Learn from Faculty

Steven Myers, Associate Professor of Computer Science and Informatics at Indiana University Bloomington, explains the nuances and intricacies of password/passphrase authentication. He thoroughly explains HOW and WHY passphrases are vastly superior to old, short passwords:


Passphrases in brief

What is a passphrase?

A passphrase is simply a different way of thinking about a much longer password. Dictionary words and names are no longer restricted. In fact, one of the very few restrictions is the length - 15 characters. Your passphrase can be a favorite song lyric, quote from a book, magazine, or movie, or something your kids said last week. It's really that easy.

Better security

IU account passwords protect all sorts of valuable data — personal finances, university finances, HR data, student data, etc. Would you want the people with access to all your information using old, insecure passwords? Better security is provided by increasing the length of a password to a minimum of fifteen characters. ALL IU users should consider the risks and switch today.

Almost anything goes

The restrictions of numbers and/or symbols in certain places in your password are gone. Passphrases can be simple short sentences of five or six words with spaces, using natural language. Since you type emails and such every day, typing in natural language shouldn't be anything new.

A happy medium

Passphrases bring into balance the trade-off between hard to remember but much more secure passwords, and easy to remember but much less secure passwords. By extending the length, IU is able to reduce the complexity requirement, and offer passwords that can allow virtually any character, word, or symbol.


More information

One of the weakest links in the security process is the use of passwords.
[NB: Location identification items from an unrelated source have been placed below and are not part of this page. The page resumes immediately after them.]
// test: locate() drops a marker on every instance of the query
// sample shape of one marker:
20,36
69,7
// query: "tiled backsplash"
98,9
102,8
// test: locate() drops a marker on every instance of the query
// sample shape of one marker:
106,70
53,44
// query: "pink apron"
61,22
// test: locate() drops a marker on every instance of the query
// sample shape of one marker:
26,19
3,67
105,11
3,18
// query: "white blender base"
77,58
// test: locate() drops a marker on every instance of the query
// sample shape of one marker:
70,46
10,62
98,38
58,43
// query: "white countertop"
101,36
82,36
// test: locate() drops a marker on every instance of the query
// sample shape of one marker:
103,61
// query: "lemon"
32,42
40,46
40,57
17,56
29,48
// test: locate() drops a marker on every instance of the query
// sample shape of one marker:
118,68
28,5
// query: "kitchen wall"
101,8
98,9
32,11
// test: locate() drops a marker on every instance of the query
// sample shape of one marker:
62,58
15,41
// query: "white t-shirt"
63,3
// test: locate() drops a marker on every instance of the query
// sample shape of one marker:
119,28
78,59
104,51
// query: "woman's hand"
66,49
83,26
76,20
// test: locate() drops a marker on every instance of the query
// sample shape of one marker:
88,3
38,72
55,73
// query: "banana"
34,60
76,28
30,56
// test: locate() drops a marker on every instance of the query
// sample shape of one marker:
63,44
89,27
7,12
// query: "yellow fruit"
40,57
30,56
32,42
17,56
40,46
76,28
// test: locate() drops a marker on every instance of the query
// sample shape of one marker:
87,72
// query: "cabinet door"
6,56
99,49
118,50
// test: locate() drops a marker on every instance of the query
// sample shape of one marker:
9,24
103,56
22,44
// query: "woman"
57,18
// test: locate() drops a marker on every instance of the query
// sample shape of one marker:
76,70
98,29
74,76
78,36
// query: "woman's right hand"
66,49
However, people use passwords every day and rely on the security of those passwords to protect information and data that is extremely valuable, be it their financial portfolio, confidential health information, private emails, business correspondence or online banking data. The security of a user's data is only as strong as the weakest link, and more often than not, that weak link is the poor choice users make when choosing a password.

One option would be to assign users their passwords, rather than allowing them to pick their own. In practice this usually isn't feasible because users often have a hard time remembering their assigned password. This can lead them to write it down and store it insecurely, or it can lead to an increased support burden of having to perform multiple password resets. So ultimately, system administrators usually allow users to pick their own passwords.

However, allowing users to pick their own passwords comes with another set of problems. Humans are notoriously bad when it comes to picking things at random. In a truly random password, the probability should be equal of any given character appearing at any position in the password. When we look at typical passwords that users pick we do not find that same probability to be true. Some of the reasons for this are the very same reasons why users have a hard time remembering truly random passwords in the first place

Passwords are hard to remember.

We know from memory studies that most people have trouble remembering more than seven or so unrelated items. So what do people do when they need to remember multiple items? They relate them in some way. In other words, they impose some kind of order or apply various rules that will help them remember. Users may or may not even be conscious of the fact that they're constraining their passwords in this way. At some level, it's just human nature to do so.

Remembering the password in your brain is not the only memory that comes into play. "Muscle memory" becomes a factor as well. In fact, users may only need to remember their passwords long enough until their fingers start to remember how to type them. I'm sure we've all had the experience where we couldn't "remember" a phone number and were unable to recite it to someone else. However, if we picked up the phone and started to dial it, we'd quickly be able to tell the other person the digits of the phone number.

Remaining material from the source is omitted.